Foto: NELSON ANTOINE / Estadão Conteúdo

Apontado pela força-tarefa da Operação Lava-Jato como o "grande general" do esquema de corrupção da Petrobrás, o ex-presidente Luiz Inácio Lula da Silva fez na tarde desta quinta-feira um forte pronunciamento de defesa, com momentos de lembranças, ataques e até choro. O discurso foi o pronunciamento público do ex-presidente depois da denúncia apresentada pelo Ministério Público Federal no caso do triplex de Guarujá. 

– Eu conquistei o direito de andar de cabeça erguida neste país. Provem uma corrupção minha e eu irei a pé para ser preso – afirmou, emocionado o ex-presidente.

Recebido no hotel Novotel Jaraguá, no centro de São Paulo, aos gritos de "Lula, guerreiro, do povo brasileiro", o petista começou o discurso com uma provocação ao Ministério Público Federal. 

_ Não vou fazer show de pirotecnia, como fizeram ontem (quarta-feira) _ prometeu Lula, no início de sua fala. 

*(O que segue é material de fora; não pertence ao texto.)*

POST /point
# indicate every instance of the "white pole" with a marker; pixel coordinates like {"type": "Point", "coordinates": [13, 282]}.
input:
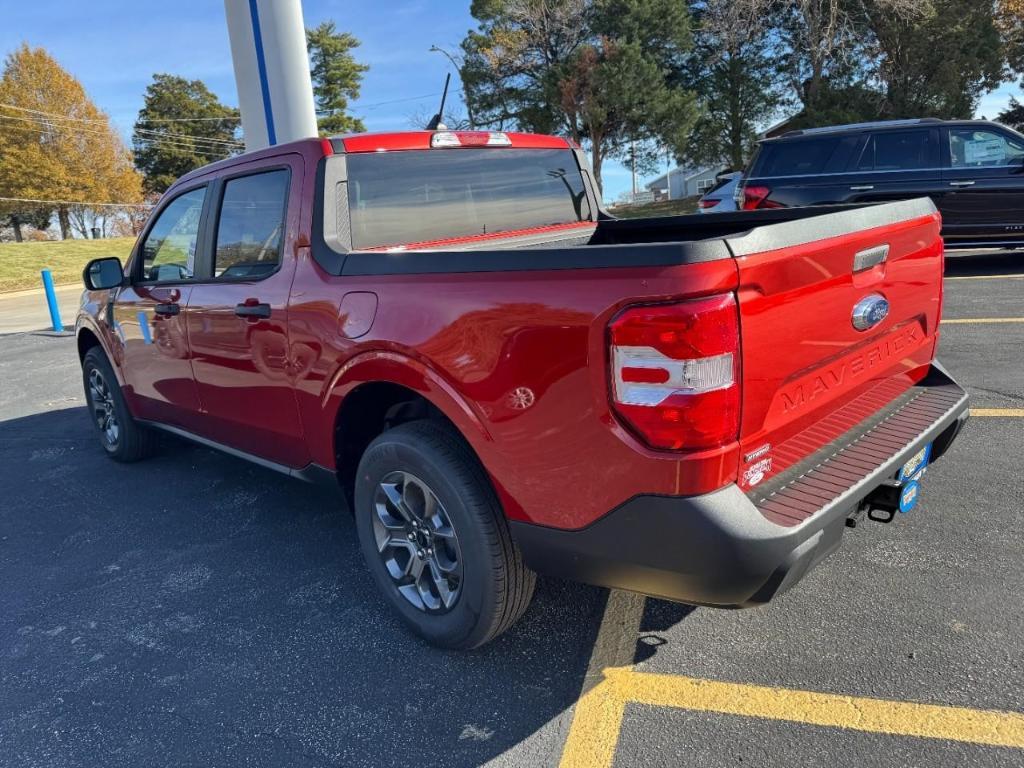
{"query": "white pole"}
{"type": "Point", "coordinates": [271, 70]}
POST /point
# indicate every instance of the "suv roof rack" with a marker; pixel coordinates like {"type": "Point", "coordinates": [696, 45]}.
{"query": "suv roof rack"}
{"type": "Point", "coordinates": [855, 126]}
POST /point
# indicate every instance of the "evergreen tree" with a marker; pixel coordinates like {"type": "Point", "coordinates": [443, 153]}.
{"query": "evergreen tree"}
{"type": "Point", "coordinates": [181, 126]}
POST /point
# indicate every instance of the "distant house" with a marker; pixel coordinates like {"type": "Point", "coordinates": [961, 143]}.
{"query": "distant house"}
{"type": "Point", "coordinates": [684, 182]}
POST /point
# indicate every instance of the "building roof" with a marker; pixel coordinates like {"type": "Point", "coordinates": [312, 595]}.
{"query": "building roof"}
{"type": "Point", "coordinates": [687, 173]}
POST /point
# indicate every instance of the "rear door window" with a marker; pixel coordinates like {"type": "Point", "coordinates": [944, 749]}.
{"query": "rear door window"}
{"type": "Point", "coordinates": [898, 151]}
{"type": "Point", "coordinates": [799, 158]}
{"type": "Point", "coordinates": [970, 147]}
{"type": "Point", "coordinates": [251, 225]}
{"type": "Point", "coordinates": [401, 198]}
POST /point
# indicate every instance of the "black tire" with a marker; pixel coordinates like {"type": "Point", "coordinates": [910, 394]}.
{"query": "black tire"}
{"type": "Point", "coordinates": [123, 438]}
{"type": "Point", "coordinates": [495, 587]}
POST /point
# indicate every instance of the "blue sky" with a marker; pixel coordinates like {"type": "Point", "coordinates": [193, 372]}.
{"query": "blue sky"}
{"type": "Point", "coordinates": [115, 46]}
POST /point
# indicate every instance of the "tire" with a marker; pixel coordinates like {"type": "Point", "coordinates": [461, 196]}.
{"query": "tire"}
{"type": "Point", "coordinates": [122, 437]}
{"type": "Point", "coordinates": [463, 532]}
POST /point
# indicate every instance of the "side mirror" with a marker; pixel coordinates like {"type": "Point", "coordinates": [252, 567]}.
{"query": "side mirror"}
{"type": "Point", "coordinates": [102, 273]}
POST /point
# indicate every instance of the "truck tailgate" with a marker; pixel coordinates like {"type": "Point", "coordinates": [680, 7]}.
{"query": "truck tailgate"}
{"type": "Point", "coordinates": [809, 374]}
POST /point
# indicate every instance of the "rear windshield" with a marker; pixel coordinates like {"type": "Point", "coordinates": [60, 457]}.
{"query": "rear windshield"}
{"type": "Point", "coordinates": [398, 198]}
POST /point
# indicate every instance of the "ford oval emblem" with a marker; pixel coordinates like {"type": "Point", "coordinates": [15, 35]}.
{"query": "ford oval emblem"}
{"type": "Point", "coordinates": [869, 311]}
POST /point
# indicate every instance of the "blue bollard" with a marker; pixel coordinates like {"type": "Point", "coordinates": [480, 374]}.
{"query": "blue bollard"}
{"type": "Point", "coordinates": [51, 301]}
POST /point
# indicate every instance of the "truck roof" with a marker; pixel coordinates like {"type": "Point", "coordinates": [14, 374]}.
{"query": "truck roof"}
{"type": "Point", "coordinates": [390, 141]}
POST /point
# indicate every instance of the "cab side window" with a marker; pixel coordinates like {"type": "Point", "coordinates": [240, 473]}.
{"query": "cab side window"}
{"type": "Point", "coordinates": [169, 249]}
{"type": "Point", "coordinates": [980, 148]}
{"type": "Point", "coordinates": [251, 226]}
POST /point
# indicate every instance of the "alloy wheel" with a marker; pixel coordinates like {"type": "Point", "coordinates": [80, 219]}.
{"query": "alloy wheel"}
{"type": "Point", "coordinates": [417, 543]}
{"type": "Point", "coordinates": [101, 402]}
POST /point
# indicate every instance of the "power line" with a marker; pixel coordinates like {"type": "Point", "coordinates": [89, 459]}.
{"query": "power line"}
{"type": "Point", "coordinates": [78, 203]}
{"type": "Point", "coordinates": [186, 142]}
{"type": "Point", "coordinates": [148, 131]}
{"type": "Point", "coordinates": [43, 121]}
{"type": "Point", "coordinates": [57, 117]}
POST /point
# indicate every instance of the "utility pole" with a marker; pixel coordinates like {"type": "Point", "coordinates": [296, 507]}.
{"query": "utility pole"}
{"type": "Point", "coordinates": [633, 162]}
{"type": "Point", "coordinates": [271, 71]}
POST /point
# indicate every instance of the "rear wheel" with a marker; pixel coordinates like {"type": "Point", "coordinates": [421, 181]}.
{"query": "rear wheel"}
{"type": "Point", "coordinates": [435, 539]}
{"type": "Point", "coordinates": [121, 436]}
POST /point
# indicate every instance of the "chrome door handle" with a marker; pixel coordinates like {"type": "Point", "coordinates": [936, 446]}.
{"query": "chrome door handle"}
{"type": "Point", "coordinates": [252, 310]}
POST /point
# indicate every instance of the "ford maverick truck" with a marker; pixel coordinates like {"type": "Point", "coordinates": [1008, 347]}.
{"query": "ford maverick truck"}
{"type": "Point", "coordinates": [503, 379]}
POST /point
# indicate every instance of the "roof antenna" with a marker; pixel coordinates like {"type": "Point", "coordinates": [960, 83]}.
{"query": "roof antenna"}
{"type": "Point", "coordinates": [435, 123]}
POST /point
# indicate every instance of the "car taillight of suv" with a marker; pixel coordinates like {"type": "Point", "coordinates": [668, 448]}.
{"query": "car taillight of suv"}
{"type": "Point", "coordinates": [757, 197]}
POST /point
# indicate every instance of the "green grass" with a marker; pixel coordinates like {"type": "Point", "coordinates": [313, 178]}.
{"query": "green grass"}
{"type": "Point", "coordinates": [665, 208]}
{"type": "Point", "coordinates": [20, 262]}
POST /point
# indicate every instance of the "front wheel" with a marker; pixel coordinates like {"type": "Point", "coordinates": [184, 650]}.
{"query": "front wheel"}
{"type": "Point", "coordinates": [435, 539]}
{"type": "Point", "coordinates": [121, 436]}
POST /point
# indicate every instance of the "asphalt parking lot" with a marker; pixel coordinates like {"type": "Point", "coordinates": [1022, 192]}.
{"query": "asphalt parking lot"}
{"type": "Point", "coordinates": [198, 610]}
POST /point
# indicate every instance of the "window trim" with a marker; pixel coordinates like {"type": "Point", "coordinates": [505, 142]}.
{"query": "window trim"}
{"type": "Point", "coordinates": [138, 256]}
{"type": "Point", "coordinates": [594, 211]}
{"type": "Point", "coordinates": [934, 161]}
{"type": "Point", "coordinates": [210, 241]}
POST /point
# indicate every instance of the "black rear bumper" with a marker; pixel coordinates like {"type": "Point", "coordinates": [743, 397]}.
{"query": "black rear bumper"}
{"type": "Point", "coordinates": [720, 549]}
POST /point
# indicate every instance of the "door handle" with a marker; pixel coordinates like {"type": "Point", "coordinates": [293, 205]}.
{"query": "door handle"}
{"type": "Point", "coordinates": [252, 309]}
{"type": "Point", "coordinates": [167, 310]}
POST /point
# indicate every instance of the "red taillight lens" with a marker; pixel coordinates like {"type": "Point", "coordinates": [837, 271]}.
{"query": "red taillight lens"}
{"type": "Point", "coordinates": [675, 372]}
{"type": "Point", "coordinates": [757, 197]}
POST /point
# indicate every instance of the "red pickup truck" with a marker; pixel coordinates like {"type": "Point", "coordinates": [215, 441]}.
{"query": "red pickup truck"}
{"type": "Point", "coordinates": [506, 380]}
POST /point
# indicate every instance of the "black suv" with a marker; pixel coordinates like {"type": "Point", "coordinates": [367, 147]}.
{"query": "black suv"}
{"type": "Point", "coordinates": [973, 170]}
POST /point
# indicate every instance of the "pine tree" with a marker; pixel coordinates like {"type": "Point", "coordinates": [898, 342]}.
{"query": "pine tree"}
{"type": "Point", "coordinates": [337, 77]}
{"type": "Point", "coordinates": [181, 126]}
{"type": "Point", "coordinates": [54, 143]}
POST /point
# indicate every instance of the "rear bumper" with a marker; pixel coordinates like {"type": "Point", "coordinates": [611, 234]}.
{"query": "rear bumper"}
{"type": "Point", "coordinates": [720, 549]}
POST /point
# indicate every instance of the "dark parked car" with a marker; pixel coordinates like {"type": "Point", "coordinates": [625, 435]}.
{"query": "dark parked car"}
{"type": "Point", "coordinates": [973, 170]}
{"type": "Point", "coordinates": [504, 380]}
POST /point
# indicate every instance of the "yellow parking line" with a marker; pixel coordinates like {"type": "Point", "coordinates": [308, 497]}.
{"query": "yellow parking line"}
{"type": "Point", "coordinates": [982, 320]}
{"type": "Point", "coordinates": [875, 715]}
{"type": "Point", "coordinates": [989, 276]}
{"type": "Point", "coordinates": [611, 682]}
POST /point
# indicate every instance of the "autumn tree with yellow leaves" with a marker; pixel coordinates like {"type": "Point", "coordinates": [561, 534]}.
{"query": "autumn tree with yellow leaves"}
{"type": "Point", "coordinates": [57, 151]}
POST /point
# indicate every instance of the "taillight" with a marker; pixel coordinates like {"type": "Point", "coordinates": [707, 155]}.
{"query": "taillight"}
{"type": "Point", "coordinates": [675, 372]}
{"type": "Point", "coordinates": [757, 197]}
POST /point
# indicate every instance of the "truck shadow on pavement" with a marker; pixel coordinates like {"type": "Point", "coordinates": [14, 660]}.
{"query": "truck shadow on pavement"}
{"type": "Point", "coordinates": [196, 609]}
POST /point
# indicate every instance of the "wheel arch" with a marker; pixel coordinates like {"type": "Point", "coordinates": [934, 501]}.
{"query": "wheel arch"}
{"type": "Point", "coordinates": [381, 390]}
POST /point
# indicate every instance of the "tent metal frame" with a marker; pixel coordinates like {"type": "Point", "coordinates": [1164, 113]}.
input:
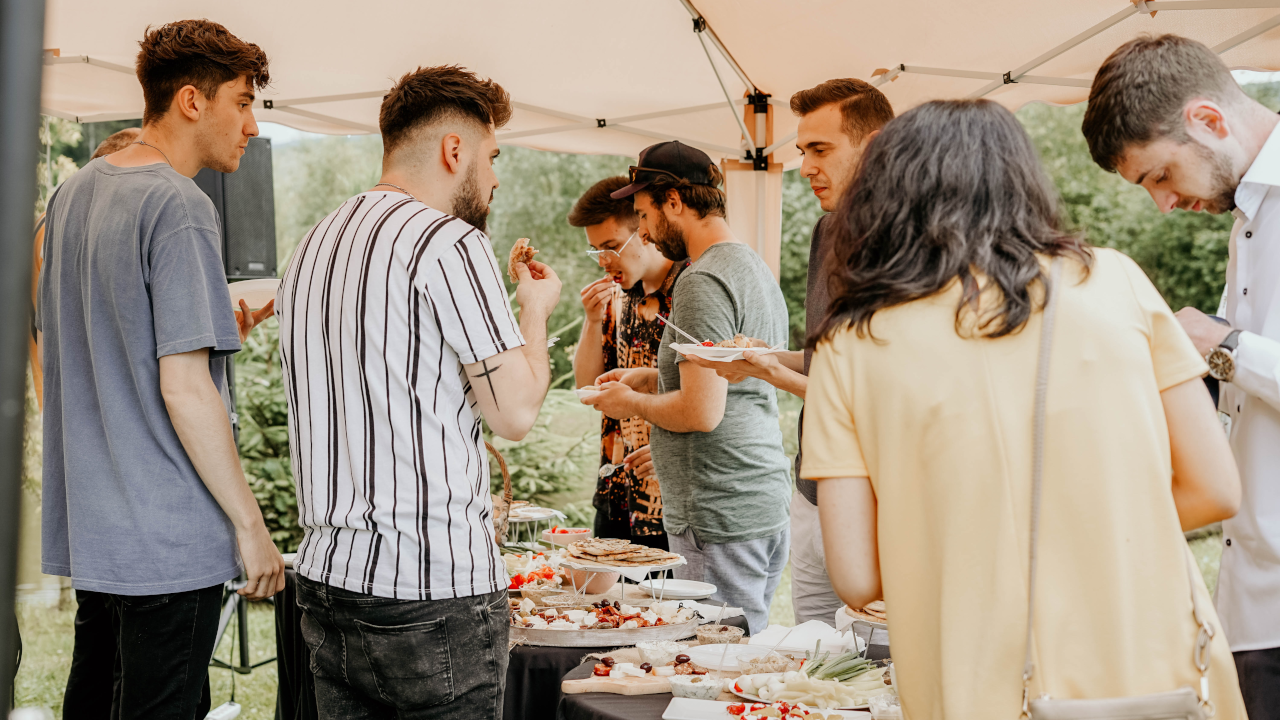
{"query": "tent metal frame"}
{"type": "Point", "coordinates": [1019, 74]}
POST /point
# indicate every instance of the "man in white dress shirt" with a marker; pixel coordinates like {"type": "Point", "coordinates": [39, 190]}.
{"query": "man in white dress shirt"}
{"type": "Point", "coordinates": [1166, 114]}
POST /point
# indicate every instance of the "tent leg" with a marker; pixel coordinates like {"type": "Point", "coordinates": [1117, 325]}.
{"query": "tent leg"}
{"type": "Point", "coordinates": [22, 31]}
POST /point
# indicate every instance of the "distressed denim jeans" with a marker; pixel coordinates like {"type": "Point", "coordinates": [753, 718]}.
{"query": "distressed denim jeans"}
{"type": "Point", "coordinates": [405, 659]}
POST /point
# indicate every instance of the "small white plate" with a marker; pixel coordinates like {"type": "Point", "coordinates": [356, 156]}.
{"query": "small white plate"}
{"type": "Point", "coordinates": [672, 588]}
{"type": "Point", "coordinates": [256, 294]}
{"type": "Point", "coordinates": [709, 655]}
{"type": "Point", "coordinates": [717, 354]}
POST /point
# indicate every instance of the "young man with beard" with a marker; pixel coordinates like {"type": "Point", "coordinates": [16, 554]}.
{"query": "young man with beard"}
{"type": "Point", "coordinates": [717, 447]}
{"type": "Point", "coordinates": [396, 337]}
{"type": "Point", "coordinates": [145, 504]}
{"type": "Point", "coordinates": [837, 119]}
{"type": "Point", "coordinates": [622, 331]}
{"type": "Point", "coordinates": [1166, 114]}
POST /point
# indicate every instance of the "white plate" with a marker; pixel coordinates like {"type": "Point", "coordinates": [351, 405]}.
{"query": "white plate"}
{"type": "Point", "coordinates": [709, 655]}
{"type": "Point", "coordinates": [732, 688]}
{"type": "Point", "coordinates": [672, 588]}
{"type": "Point", "coordinates": [690, 709]}
{"type": "Point", "coordinates": [256, 294]}
{"type": "Point", "coordinates": [717, 354]}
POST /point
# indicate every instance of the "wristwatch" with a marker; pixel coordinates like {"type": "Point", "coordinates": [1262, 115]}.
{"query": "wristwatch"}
{"type": "Point", "coordinates": [1221, 359]}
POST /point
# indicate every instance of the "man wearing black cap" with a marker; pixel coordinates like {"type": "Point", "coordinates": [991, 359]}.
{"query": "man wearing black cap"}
{"type": "Point", "coordinates": [717, 447]}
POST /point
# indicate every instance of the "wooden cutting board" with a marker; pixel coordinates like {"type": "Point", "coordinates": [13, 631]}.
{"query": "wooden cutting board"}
{"type": "Point", "coordinates": [648, 684]}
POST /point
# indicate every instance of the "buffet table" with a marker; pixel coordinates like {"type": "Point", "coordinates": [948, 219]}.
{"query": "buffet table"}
{"type": "Point", "coordinates": [533, 675]}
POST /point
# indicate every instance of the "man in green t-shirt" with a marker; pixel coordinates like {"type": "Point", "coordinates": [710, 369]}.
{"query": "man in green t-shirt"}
{"type": "Point", "coordinates": [717, 447]}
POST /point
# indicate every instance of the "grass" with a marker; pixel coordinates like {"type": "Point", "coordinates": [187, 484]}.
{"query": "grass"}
{"type": "Point", "coordinates": [48, 634]}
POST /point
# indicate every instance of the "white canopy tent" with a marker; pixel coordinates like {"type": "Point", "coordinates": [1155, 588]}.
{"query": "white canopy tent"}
{"type": "Point", "coordinates": [612, 76]}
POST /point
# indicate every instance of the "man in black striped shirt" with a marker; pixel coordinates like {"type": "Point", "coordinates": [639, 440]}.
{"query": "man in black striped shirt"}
{"type": "Point", "coordinates": [396, 337]}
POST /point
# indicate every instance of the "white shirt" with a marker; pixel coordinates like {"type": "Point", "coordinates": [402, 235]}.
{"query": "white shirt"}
{"type": "Point", "coordinates": [1248, 587]}
{"type": "Point", "coordinates": [382, 305]}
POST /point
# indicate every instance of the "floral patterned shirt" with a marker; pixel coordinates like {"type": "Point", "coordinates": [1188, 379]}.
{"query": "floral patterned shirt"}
{"type": "Point", "coordinates": [632, 342]}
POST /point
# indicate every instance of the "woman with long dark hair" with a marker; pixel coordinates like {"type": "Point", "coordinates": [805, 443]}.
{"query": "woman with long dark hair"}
{"type": "Point", "coordinates": [919, 424]}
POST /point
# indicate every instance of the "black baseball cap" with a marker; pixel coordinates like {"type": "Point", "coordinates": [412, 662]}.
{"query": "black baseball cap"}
{"type": "Point", "coordinates": [672, 159]}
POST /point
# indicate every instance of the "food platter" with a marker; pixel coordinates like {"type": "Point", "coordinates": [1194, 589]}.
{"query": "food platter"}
{"type": "Point", "coordinates": [617, 637]}
{"type": "Point", "coordinates": [718, 354]}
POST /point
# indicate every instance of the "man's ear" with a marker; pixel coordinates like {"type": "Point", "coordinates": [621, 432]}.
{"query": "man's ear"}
{"type": "Point", "coordinates": [451, 147]}
{"type": "Point", "coordinates": [188, 103]}
{"type": "Point", "coordinates": [1205, 119]}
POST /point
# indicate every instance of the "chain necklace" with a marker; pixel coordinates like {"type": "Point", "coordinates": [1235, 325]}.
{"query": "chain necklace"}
{"type": "Point", "coordinates": [397, 187]}
{"type": "Point", "coordinates": [154, 147]}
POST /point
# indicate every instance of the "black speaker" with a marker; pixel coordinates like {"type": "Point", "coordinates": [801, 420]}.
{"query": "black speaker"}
{"type": "Point", "coordinates": [246, 208]}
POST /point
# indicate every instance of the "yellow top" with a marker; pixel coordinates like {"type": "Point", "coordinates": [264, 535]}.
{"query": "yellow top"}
{"type": "Point", "coordinates": [942, 427]}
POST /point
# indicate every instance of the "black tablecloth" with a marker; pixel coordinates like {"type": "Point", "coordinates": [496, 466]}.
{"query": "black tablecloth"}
{"type": "Point", "coordinates": [608, 706]}
{"type": "Point", "coordinates": [535, 674]}
{"type": "Point", "coordinates": [533, 677]}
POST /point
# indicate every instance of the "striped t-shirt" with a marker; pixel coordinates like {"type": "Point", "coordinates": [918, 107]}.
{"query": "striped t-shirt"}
{"type": "Point", "coordinates": [382, 305]}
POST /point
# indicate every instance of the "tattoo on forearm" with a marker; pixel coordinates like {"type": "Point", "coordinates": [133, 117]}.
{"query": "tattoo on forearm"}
{"type": "Point", "coordinates": [487, 374]}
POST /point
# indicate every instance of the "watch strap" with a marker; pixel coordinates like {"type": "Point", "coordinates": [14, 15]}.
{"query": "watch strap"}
{"type": "Point", "coordinates": [1232, 340]}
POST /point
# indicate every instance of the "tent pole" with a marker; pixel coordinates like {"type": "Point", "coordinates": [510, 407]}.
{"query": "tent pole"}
{"type": "Point", "coordinates": [22, 31]}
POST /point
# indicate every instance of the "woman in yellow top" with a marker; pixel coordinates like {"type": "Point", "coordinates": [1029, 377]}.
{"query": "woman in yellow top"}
{"type": "Point", "coordinates": [919, 425]}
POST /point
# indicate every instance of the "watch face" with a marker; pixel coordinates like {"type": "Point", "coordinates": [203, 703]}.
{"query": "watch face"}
{"type": "Point", "coordinates": [1221, 364]}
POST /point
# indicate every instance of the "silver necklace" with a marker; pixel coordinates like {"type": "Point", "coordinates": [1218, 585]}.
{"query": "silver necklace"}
{"type": "Point", "coordinates": [154, 147]}
{"type": "Point", "coordinates": [397, 187]}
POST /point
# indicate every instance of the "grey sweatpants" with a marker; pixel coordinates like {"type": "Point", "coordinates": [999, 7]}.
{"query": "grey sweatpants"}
{"type": "Point", "coordinates": [744, 573]}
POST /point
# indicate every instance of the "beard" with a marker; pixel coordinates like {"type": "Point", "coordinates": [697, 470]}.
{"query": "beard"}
{"type": "Point", "coordinates": [469, 203]}
{"type": "Point", "coordinates": [1223, 181]}
{"type": "Point", "coordinates": [668, 238]}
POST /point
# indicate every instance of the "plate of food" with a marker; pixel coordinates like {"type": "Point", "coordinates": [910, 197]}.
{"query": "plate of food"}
{"type": "Point", "coordinates": [846, 682]}
{"type": "Point", "coordinates": [671, 588]}
{"type": "Point", "coordinates": [693, 709]}
{"type": "Point", "coordinates": [726, 351]}
{"type": "Point", "coordinates": [609, 552]}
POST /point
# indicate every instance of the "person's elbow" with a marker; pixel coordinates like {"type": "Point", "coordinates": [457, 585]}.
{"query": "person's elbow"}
{"type": "Point", "coordinates": [515, 424]}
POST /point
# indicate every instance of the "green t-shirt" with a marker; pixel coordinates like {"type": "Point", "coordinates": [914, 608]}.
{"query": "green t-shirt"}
{"type": "Point", "coordinates": [732, 483]}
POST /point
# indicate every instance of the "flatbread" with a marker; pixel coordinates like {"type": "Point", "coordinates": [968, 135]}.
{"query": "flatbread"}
{"type": "Point", "coordinates": [520, 253]}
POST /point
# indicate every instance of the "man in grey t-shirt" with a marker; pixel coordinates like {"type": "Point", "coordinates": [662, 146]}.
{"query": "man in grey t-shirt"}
{"type": "Point", "coordinates": [717, 447]}
{"type": "Point", "coordinates": [837, 119]}
{"type": "Point", "coordinates": [145, 502]}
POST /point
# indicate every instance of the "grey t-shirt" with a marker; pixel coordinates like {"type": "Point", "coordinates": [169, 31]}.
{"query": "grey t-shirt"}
{"type": "Point", "coordinates": [132, 272]}
{"type": "Point", "coordinates": [732, 483]}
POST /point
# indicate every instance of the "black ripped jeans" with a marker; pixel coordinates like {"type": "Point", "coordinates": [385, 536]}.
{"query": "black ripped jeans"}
{"type": "Point", "coordinates": [405, 659]}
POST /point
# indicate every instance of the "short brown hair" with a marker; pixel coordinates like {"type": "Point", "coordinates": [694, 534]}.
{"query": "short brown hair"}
{"type": "Point", "coordinates": [595, 205]}
{"type": "Point", "coordinates": [430, 94]}
{"type": "Point", "coordinates": [197, 53]}
{"type": "Point", "coordinates": [115, 142]}
{"type": "Point", "coordinates": [863, 108]}
{"type": "Point", "coordinates": [1139, 92]}
{"type": "Point", "coordinates": [702, 199]}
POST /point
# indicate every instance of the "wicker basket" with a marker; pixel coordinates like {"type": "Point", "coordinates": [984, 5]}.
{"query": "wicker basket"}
{"type": "Point", "coordinates": [501, 502]}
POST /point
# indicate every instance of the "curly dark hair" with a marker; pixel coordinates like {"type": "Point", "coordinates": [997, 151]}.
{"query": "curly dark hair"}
{"type": "Point", "coordinates": [702, 199]}
{"type": "Point", "coordinates": [950, 190]}
{"type": "Point", "coordinates": [197, 53]}
{"type": "Point", "coordinates": [426, 95]}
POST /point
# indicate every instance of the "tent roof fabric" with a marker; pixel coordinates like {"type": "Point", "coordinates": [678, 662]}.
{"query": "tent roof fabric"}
{"type": "Point", "coordinates": [568, 63]}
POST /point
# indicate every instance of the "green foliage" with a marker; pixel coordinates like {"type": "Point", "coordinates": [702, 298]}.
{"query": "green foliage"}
{"type": "Point", "coordinates": [264, 440]}
{"type": "Point", "coordinates": [560, 454]}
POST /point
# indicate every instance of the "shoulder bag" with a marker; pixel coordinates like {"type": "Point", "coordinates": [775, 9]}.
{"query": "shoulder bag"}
{"type": "Point", "coordinates": [1183, 703]}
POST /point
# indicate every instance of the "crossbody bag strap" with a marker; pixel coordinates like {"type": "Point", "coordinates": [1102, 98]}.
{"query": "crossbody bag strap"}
{"type": "Point", "coordinates": [1205, 633]}
{"type": "Point", "coordinates": [1038, 466]}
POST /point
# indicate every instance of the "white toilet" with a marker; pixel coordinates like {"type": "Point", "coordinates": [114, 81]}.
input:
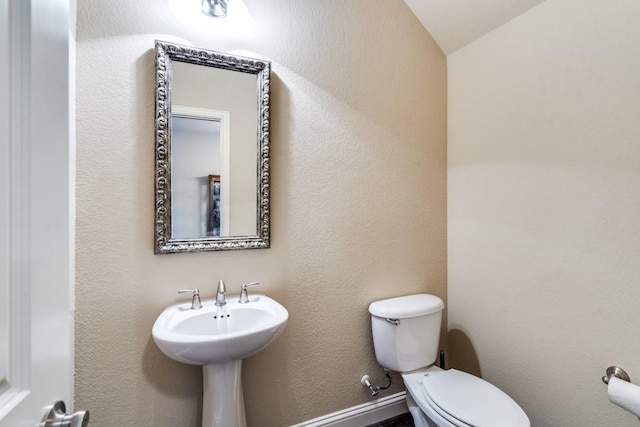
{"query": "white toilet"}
{"type": "Point", "coordinates": [406, 333]}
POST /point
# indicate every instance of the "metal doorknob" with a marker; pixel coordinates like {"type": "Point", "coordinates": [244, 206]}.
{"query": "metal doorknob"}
{"type": "Point", "coordinates": [56, 416]}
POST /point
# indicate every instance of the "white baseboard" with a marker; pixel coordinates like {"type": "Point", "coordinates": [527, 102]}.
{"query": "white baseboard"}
{"type": "Point", "coordinates": [362, 415]}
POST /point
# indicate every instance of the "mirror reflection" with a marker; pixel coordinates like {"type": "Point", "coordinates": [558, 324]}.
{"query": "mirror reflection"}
{"type": "Point", "coordinates": [212, 186]}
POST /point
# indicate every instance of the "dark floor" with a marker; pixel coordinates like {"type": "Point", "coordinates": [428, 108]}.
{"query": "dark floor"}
{"type": "Point", "coordinates": [404, 420]}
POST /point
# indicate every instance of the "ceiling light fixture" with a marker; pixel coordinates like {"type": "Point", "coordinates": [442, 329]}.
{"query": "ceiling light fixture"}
{"type": "Point", "coordinates": [215, 8]}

Ele reagiu às acusações dos procuradores, dizendo que não houve a apresentação de provas contra ele na denúncia. Ele ainda afirmou que, no país, tem pouca gente com a vida "mais pública, mais fiscalizada" do que a dele. 

– A profissão mais honesta é a do político. Porque por mais desonesto que seja a cada 4 anos ele precisa ir para as ruas pedir voto – afirmou.

O ex-presidente fez um balanço das conquistas dos 13 anos do PT à frente do Palácio do Planalto e destacou os esforços de seu governo e da gestão de Dilma Rousseff no combate à corrupção. 

– Tiramos o tapete da sala que escondia a corrupção nesse país – diz Lula.

Durante o discurso, Lula atacou adversários políticos como o ex-presidente Fernando Henrique Cardoso e o senador Aécio Neves (PSDB-MG), que concorreu contra Dilma nas eleições de 2014. Sem citar nominalmente de Aécio, ele criticou a falta de investigações sobre o caso do helicóptero apreendido pela Polícia Federal com 445 quilos de cocaína. O aparelho pertencia ao aliado do tucano, o ex-deputado estadual em Minas Gerais Gustavo Perrella.

Antes de o presidente começar o discurso, o presidente nacional do PT, Rui Falcão, leu uma nota de repúdio contra a denúncia.

– Embevecido pela própria retórica, procurador protagonizou grotesco espetáculo midiático – afirmou o líder.